"Work stations will be created for children to work on homework at night, for women or parents to be able to access the Internet to job hunt or work on resumes," Baxley said. "It will really give them more capability of making it on their own."
No choice but to expand
With the rise this past year in abuse and assaults, Baxley said the organization has no other choice but to expand.
She said there is a rise in abuse, and it is being seen in the Valley -- so much so, that victims have been forced to be referred outside of the Valley because the shelters are full.
"We can't take on anyone else," Baxley said, adding that victims often have a difficult time finding housing after seeking help at the shelter.
Often the abuser is the one handling the finances, and when the victim looks for low-income housing, there is usually a waiting list.
"Because of their status, they do get priority on the listing," she said, "but even so, the waiting list is two to three months, sometimes even longer.

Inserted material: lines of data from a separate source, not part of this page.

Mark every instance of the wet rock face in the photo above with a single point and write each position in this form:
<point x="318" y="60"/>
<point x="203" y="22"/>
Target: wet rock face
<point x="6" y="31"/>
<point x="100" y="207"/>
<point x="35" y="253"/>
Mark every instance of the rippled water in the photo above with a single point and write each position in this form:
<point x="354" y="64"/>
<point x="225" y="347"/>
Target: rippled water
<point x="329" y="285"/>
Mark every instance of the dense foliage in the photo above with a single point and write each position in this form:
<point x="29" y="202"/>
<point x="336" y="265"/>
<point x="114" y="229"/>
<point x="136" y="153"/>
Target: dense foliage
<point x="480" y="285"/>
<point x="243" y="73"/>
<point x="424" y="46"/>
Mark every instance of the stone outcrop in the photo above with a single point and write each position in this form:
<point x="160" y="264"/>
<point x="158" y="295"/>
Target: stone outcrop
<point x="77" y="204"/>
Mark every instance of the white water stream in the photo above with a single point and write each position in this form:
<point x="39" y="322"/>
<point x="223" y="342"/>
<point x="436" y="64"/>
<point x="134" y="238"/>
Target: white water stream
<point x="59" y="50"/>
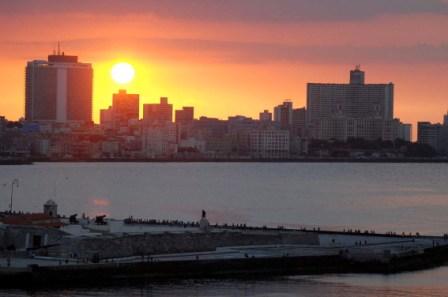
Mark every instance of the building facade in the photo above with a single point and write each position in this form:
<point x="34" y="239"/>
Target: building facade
<point x="429" y="134"/>
<point x="125" y="108"/>
<point x="341" y="111"/>
<point x="58" y="90"/>
<point x="283" y="114"/>
<point x="185" y="115"/>
<point x="269" y="144"/>
<point x="158" y="113"/>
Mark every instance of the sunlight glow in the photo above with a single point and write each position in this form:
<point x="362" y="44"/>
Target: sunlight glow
<point x="122" y="73"/>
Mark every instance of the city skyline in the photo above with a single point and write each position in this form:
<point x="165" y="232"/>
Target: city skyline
<point x="217" y="63"/>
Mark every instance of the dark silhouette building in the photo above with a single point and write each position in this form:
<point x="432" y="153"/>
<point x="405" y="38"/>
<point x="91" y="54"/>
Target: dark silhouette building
<point x="58" y="90"/>
<point x="125" y="107"/>
<point x="158" y="113"/>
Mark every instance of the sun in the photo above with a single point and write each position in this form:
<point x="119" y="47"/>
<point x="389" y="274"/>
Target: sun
<point x="122" y="73"/>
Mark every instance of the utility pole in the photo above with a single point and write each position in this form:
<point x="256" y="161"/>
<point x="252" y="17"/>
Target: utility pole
<point x="15" y="182"/>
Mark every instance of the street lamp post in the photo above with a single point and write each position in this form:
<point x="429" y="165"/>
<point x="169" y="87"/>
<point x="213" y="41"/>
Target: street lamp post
<point x="15" y="182"/>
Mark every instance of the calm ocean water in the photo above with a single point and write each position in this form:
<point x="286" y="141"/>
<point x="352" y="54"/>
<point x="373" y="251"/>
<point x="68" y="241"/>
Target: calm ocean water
<point x="381" y="197"/>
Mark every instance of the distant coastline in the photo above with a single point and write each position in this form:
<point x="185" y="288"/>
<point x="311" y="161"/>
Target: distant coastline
<point x="299" y="160"/>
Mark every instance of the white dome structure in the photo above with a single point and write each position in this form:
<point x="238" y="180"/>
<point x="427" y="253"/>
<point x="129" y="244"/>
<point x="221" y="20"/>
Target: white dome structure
<point x="51" y="208"/>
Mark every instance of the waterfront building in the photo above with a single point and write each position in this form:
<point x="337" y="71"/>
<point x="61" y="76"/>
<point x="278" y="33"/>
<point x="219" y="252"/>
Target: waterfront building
<point x="51" y="209"/>
<point x="341" y="111"/>
<point x="299" y="122"/>
<point x="58" y="90"/>
<point x="265" y="116"/>
<point x="160" y="140"/>
<point x="269" y="144"/>
<point x="185" y="115"/>
<point x="429" y="134"/>
<point x="158" y="113"/>
<point x="283" y="114"/>
<point x="107" y="118"/>
<point x="405" y="132"/>
<point x="125" y="108"/>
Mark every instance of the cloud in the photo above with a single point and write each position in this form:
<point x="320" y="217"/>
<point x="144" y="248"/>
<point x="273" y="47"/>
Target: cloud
<point x="233" y="10"/>
<point x="216" y="51"/>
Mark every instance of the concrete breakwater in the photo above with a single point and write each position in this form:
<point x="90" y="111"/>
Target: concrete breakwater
<point x="111" y="273"/>
<point x="109" y="247"/>
<point x="83" y="253"/>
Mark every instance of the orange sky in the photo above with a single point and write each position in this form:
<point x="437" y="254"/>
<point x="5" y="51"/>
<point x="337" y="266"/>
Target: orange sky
<point x="226" y="64"/>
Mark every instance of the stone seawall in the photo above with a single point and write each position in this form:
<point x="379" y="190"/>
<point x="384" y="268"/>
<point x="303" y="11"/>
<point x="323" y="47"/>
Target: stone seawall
<point x="134" y="245"/>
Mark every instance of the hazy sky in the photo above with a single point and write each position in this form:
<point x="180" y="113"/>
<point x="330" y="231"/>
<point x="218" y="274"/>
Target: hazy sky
<point x="230" y="57"/>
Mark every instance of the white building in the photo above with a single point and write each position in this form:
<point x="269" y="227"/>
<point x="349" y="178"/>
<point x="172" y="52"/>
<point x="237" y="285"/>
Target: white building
<point x="269" y="144"/>
<point x="340" y="111"/>
<point x="58" y="90"/>
<point x="160" y="140"/>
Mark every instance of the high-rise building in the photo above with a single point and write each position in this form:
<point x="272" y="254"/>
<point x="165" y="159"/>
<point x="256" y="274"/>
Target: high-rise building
<point x="125" y="107"/>
<point x="340" y="111"/>
<point x="58" y="90"/>
<point x="299" y="122"/>
<point x="269" y="144"/>
<point x="405" y="132"/>
<point x="283" y="114"/>
<point x="185" y="115"/>
<point x="158" y="113"/>
<point x="429" y="134"/>
<point x="265" y="116"/>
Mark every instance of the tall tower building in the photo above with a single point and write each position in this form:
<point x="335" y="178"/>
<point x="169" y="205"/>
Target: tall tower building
<point x="357" y="109"/>
<point x="185" y="115"/>
<point x="158" y="113"/>
<point x="58" y="90"/>
<point x="283" y="114"/>
<point x="125" y="107"/>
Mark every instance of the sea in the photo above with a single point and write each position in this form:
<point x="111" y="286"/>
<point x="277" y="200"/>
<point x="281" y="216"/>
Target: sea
<point x="381" y="197"/>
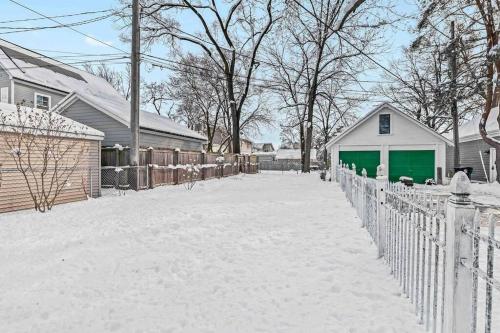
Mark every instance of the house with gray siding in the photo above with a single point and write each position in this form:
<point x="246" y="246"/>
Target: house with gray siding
<point x="36" y="80"/>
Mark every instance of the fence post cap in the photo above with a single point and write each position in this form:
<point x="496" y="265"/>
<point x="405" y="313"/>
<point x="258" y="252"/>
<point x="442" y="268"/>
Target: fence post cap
<point x="460" y="185"/>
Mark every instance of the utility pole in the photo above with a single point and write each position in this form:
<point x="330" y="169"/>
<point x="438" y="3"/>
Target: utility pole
<point x="135" y="88"/>
<point x="453" y="90"/>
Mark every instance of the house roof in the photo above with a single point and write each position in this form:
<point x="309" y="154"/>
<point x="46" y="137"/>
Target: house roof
<point x="260" y="145"/>
<point x="374" y="112"/>
<point x="12" y="118"/>
<point x="81" y="85"/>
<point x="470" y="130"/>
<point x="293" y="154"/>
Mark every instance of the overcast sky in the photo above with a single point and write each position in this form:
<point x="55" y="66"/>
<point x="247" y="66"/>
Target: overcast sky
<point x="55" y="42"/>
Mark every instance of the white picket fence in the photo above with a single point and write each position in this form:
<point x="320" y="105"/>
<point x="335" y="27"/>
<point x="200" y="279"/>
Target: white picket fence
<point x="431" y="244"/>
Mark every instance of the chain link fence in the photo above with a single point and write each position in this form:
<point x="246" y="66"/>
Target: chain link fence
<point x="123" y="178"/>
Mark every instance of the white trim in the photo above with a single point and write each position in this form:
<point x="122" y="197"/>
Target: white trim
<point x="4" y="91"/>
<point x="35" y="105"/>
<point x="12" y="96"/>
<point x="4" y="68"/>
<point x="374" y="112"/>
<point x="390" y="124"/>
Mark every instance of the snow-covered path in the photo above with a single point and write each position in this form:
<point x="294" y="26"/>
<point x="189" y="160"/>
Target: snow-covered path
<point x="253" y="253"/>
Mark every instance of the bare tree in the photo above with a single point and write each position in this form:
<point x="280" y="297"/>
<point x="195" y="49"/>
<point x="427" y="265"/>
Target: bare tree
<point x="423" y="87"/>
<point x="158" y="95"/>
<point x="120" y="80"/>
<point x="489" y="10"/>
<point x="328" y="35"/>
<point x="332" y="114"/>
<point x="46" y="149"/>
<point x="231" y="36"/>
<point x="479" y="33"/>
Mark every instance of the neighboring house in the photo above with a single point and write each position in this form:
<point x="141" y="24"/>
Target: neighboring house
<point x="27" y="76"/>
<point x="263" y="147"/>
<point x="263" y="156"/>
<point x="474" y="152"/>
<point x="388" y="136"/>
<point x="85" y="181"/>
<point x="245" y="146"/>
<point x="293" y="156"/>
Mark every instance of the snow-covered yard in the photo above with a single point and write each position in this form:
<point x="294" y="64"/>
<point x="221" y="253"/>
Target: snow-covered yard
<point x="252" y="253"/>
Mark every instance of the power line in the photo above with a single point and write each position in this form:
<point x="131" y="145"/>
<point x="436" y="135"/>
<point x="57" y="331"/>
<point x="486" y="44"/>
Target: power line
<point x="67" y="25"/>
<point x="108" y="60"/>
<point x="57" y="16"/>
<point x="63" y="25"/>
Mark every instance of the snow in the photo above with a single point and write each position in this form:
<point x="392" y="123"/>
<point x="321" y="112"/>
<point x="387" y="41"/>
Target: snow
<point x="292" y="154"/>
<point x="251" y="253"/>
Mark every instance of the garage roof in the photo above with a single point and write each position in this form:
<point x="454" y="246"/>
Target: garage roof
<point x="392" y="108"/>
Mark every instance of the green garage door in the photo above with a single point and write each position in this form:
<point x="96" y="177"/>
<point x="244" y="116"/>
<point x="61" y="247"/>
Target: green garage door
<point x="417" y="164"/>
<point x="368" y="160"/>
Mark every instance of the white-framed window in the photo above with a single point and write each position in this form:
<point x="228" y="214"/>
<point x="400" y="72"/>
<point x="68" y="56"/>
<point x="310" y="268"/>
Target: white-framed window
<point x="4" y="95"/>
<point x="384" y="124"/>
<point x="42" y="101"/>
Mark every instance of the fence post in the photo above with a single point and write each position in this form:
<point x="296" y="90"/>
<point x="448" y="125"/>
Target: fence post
<point x="117" y="164"/>
<point x="353" y="187"/>
<point x="149" y="166"/>
<point x="176" y="162"/>
<point x="458" y="293"/>
<point x="362" y="204"/>
<point x="381" y="218"/>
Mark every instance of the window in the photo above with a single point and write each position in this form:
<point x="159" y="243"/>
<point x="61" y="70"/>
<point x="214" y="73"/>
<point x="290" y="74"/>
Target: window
<point x="42" y="101"/>
<point x="384" y="124"/>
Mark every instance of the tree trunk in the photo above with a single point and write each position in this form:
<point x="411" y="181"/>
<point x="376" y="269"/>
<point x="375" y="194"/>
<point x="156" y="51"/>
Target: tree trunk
<point x="235" y="116"/>
<point x="302" y="147"/>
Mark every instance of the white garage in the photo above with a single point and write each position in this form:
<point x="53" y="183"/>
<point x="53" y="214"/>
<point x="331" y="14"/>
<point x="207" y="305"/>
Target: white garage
<point x="388" y="136"/>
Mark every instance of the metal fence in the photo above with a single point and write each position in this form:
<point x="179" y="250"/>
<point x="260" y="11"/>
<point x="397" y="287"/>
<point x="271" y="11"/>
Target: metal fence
<point x="125" y="178"/>
<point x="434" y="247"/>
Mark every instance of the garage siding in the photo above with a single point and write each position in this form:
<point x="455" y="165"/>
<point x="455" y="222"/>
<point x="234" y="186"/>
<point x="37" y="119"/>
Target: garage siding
<point x="368" y="160"/>
<point x="417" y="164"/>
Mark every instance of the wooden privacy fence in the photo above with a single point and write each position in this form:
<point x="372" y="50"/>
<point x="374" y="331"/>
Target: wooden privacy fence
<point x="171" y="167"/>
<point x="434" y="246"/>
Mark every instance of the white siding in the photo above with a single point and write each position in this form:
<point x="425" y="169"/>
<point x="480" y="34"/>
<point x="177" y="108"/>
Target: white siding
<point x="114" y="131"/>
<point x="405" y="135"/>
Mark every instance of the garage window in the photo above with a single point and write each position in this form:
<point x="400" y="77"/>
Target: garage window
<point x="384" y="124"/>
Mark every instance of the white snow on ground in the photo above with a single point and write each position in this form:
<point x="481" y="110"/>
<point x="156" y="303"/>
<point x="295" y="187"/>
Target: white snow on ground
<point x="252" y="253"/>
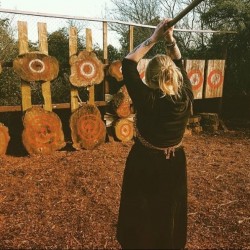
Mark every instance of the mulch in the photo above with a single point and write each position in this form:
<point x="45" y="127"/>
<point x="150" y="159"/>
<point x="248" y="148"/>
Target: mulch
<point x="70" y="199"/>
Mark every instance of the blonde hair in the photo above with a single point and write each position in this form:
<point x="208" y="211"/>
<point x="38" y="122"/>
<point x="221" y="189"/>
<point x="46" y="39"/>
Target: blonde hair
<point x="162" y="73"/>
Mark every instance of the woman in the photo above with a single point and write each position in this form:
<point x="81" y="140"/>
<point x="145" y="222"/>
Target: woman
<point x="153" y="208"/>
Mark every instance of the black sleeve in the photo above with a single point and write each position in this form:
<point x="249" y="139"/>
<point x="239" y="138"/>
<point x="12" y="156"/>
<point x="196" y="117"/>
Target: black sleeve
<point x="142" y="96"/>
<point x="186" y="80"/>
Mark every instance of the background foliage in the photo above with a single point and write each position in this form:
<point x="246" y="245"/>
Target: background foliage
<point x="210" y="14"/>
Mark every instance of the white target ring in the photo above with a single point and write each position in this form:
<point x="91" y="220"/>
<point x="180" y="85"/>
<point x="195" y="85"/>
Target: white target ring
<point x="87" y="69"/>
<point x="36" y="66"/>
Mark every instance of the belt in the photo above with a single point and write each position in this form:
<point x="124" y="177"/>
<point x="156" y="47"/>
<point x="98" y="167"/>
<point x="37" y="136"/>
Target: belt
<point x="168" y="151"/>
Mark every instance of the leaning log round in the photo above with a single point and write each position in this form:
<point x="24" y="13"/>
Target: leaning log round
<point x="43" y="132"/>
<point x="87" y="128"/>
<point x="4" y="139"/>
<point x="86" y="69"/>
<point x="115" y="70"/>
<point x="36" y="66"/>
<point x="124" y="130"/>
<point x="121" y="103"/>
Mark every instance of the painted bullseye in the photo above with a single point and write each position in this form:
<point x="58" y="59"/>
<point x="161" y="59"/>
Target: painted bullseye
<point x="125" y="130"/>
<point x="36" y="66"/>
<point x="196" y="78"/>
<point x="215" y="78"/>
<point x="87" y="69"/>
<point x="89" y="127"/>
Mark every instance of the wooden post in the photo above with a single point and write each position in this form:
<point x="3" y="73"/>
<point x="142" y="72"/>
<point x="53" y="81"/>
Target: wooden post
<point x="89" y="47"/>
<point x="131" y="38"/>
<point x="72" y="51"/>
<point x="43" y="47"/>
<point x="24" y="48"/>
<point x="105" y="53"/>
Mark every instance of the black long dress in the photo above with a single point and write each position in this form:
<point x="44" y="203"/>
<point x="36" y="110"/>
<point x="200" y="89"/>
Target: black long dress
<point x="153" y="206"/>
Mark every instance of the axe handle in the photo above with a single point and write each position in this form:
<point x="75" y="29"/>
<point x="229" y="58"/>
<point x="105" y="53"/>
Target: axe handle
<point x="183" y="13"/>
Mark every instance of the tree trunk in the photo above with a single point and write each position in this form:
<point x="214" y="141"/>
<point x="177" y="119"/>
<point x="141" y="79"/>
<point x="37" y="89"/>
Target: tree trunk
<point x="4" y="139"/>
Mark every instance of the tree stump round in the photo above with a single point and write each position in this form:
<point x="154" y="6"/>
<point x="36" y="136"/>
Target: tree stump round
<point x="87" y="128"/>
<point x="115" y="70"/>
<point x="4" y="139"/>
<point x="43" y="132"/>
<point x="121" y="103"/>
<point x="36" y="66"/>
<point x="86" y="69"/>
<point x="124" y="130"/>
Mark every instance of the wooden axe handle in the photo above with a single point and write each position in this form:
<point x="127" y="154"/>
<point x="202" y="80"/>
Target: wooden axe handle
<point x="183" y="13"/>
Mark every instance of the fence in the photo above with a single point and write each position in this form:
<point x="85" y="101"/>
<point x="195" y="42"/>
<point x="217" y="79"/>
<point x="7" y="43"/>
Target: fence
<point x="206" y="77"/>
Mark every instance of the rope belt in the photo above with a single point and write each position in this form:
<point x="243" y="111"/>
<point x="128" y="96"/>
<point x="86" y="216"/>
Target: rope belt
<point x="168" y="151"/>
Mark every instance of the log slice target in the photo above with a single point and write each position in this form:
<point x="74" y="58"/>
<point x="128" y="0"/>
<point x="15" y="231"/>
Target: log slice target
<point x="86" y="69"/>
<point x="124" y="130"/>
<point x="42" y="131"/>
<point x="87" y="128"/>
<point x="36" y="66"/>
<point x="115" y="70"/>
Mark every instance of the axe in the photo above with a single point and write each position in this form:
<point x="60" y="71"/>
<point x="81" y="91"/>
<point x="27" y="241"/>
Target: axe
<point x="183" y="13"/>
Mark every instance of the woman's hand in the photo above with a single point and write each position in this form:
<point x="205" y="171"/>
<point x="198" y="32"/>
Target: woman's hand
<point x="169" y="35"/>
<point x="161" y="32"/>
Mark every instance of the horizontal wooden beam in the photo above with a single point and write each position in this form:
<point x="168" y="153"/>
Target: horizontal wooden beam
<point x="54" y="106"/>
<point x="106" y="20"/>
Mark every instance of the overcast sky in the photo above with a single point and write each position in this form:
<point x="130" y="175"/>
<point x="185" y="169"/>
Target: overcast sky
<point x="81" y="8"/>
<point x="86" y="8"/>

We want capacity for an individual who needs to stay longer and still have space for those who need immediate shelter.
"With the economy and many losing jobs, more and more people are needing and more people are vying for the same."
Economy takes toll on giving
Women in Transition's main sources of funding come from the Department of Welfare through various organizations, as well as private fundraisers -- its two largest are an annual auction and a financial appeal.
The agency also receives financial help from the United Way, several area foundations and various grants.
The appeal for donations, however, is down this year.
"I think because of the economy," Baxley said. "People put notes in saying they were sorry, they'll donate more when things get better. People know it's hard, (that) it is affecting us. They're still giving, just not as much."